My ideas for this would be:

(1) A “rev=...” specification also for images, if not available somehow.

(2) For a link to another document or image, similar to “rev=”, introduce a new parameter - such as

revDate=2021-12-31

that does not point to an exactly specified version, but to the 1st version that was available at that time.
A specific revision date would then be easy to fix using velocity.
It could also then be taken from an object.

Such a tool would greatly support a release process.

Many thanks for hints and comments

Norbert

Sounds a lot like XWiki Publication Workflow Application (XWiki.org)

Thanks - I know this.
The administrative department, where this would have been introduced in this form, would have been completely tangled up in discussion about rights. I needed it to be a bit more “streamlined”.
On the other hand, I needed things like “all specified persons” or “two out of three” must jointly release a version.

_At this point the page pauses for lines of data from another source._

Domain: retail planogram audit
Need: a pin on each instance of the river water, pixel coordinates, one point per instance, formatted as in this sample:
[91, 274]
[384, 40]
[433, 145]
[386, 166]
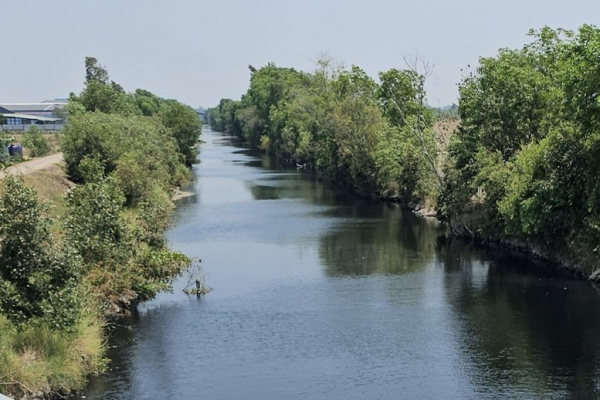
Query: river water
[318, 294]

Just as an inspiration, DokuWiki introduced a date_at parameter at some point (see pull request). The idea is basically that when this parameter is present, you are browsing a version of the wiki from that date, i.e., all links and references to media files are automatically changed to include the parameter or reference the media file at the latest revision known at that time. This sounds very similar to what you are proposing for the revDate parameter, though with a lot more consequences.

A settable global variable is a very interesting variation of the concept.
It would allow “time travel” within a wiki, similar to the wayback machine of the Internet Archive https://web.archive.org/web

The state of the data at any point in time would be searchable, (if one ignores the possibility of deleting changes.)